On 2018-01-13 08:12, Daniel Imberman <[email protected]> wrote:
> @jordan can you turn delete mode off and post the kubectl describe results
> for the workers?
Already had delete mode turned off. This was a really useful command. I can see
the basic logs in the k8s dashboard:
+ airflow run jordan_dag_3 run_this_1 2018-01-15T10:00:00 --local -sd
/root/airflow/dags/jordan3.py
[2018-01-15 19:40:52,978] {__init__.py:46} INFO - Using executor LocalExecutor
[2018-01-15 19:40:53,012] {models.py:187} INFO - Filling up the DagBag from
/root/airflow/dags/jordan3.py
Traceback (most recent call last):
File "/usr/local/bin/airflow", line 27, in <module>
args.func(args)
File "/usr/local/lib/python2.7/dist-packages/airflow/bin/cli.py", line 350,
in run
dag = get_dag(args)
File "/usr/local/lib/python2.7/dist-packages/airflow/bin/cli.py", line 128,
in get_dag
'parse.'.format(args.dag_id))
airflow.exceptions.AirflowException: dag_id could not be found: jordan_dag_3.
Either the dag did not exist or it failed to parse.
I know the DAG is there in the scheduler and the webserver. I have reason to
believe the git-sync init container in the worker isn't checking out the files
in a way that the worker can use.
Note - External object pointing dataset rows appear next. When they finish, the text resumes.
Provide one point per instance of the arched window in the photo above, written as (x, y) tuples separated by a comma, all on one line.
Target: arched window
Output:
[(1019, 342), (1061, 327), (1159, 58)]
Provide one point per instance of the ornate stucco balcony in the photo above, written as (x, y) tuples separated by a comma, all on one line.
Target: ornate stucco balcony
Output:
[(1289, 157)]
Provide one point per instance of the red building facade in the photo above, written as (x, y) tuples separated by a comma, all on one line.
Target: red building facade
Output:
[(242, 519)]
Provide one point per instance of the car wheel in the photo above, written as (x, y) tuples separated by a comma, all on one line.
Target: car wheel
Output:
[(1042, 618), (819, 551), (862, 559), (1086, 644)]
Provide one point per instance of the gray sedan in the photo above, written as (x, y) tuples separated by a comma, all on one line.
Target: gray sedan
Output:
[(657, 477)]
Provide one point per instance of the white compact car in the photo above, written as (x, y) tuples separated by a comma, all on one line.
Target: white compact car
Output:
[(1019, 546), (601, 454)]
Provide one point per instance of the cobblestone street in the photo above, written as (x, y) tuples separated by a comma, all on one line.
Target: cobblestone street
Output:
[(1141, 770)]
Here's the info you requested:
Name: jordandag3runthis1-8df809f80c874d6ca50acb0d0480307c
Namespace: default
Node: minikube/192.168.99.100
Start Time: Mon, 15 Jan 2018 11:59:57 -0800
Labels: airflow-slave=
dag_id=jordan_dag_3
execution_date=2018-01-15T19_59_54.838835
task_id=run_this_1
Annotations:
pod.alpha.kubernetes.io/init-container-statuses=[{"name":"git-sync-clone","state":{"terminated":{"exitCode":0,"reason":"Completed","startedAt":"2018-01-15T19:59:58Z","finishedAt":"2018-01-15T19:59:59Z...
pod.alpha.kubernetes.io/init-containers=[{"name":"git-sync-clone","image":"gcr.io/google-containers/git-sync-amd64:v2.0.5","env":[{"name":"GIT_SYNC_REPO","value":"<our
git repo>...
pod.beta.kubernetes.io/init-container-statuses=[{"name":"git-sync-clone","state":{"terminated":{"exitCode":0,"reason":"Completed","startedAt":"2018-01-15T19:59:58Z","finishedAt":"2018-01-15T19:59:59Z"...
pod.beta.kubernetes.io/init-containers=[{"name":"git-sync-clone","image":"gcr.io/google-containers/git-sync-amd64:v2.0.5","env":[{"name":"GIT_SYNC_REPO","value":"https://github.com/pubnub/caravan.git"...
Status: Failed
IP:
Init Containers:
git-sync-clone:
Container ID:
docker://c3dcc435d18362271fe5ab8098275d082c01ab36fc451d695e6e0e54ad71132a
Image: gcr.io/google-containers/git-sync-amd64:v2.0.5
Image ID:
docker-pullable://gcr.io/google-containers/git-sync-amd64@sha256:904833aedf3f14373e73296240ed44d54aecd4c02367b004452dfeca2465e5bf
Port: <none>
State: Terminated
Reason: Completed
Exit Code: 0
Started: Mon, 15 Jan 2018 11:59:58 -0800
Finished: Mon, 15 Jan 2018 11:59:59 -0800
Ready: True
Restart Count: 0
Environment:
GIT_SYNC_REPO: <dag repo>
GIT_SYNC_BRANCH: master
GIT_SYNC_ROOT: /tmp
GIT_SYNC_DEST: dags
GIT_SYNC_ONE_TIME: true
GIT_SYNC_USERNAME: jzucker2
GIT_SYNC_PASSWORD: <password>
Mounts:
/root/airflow/airflow.cfg from airflow-config (ro)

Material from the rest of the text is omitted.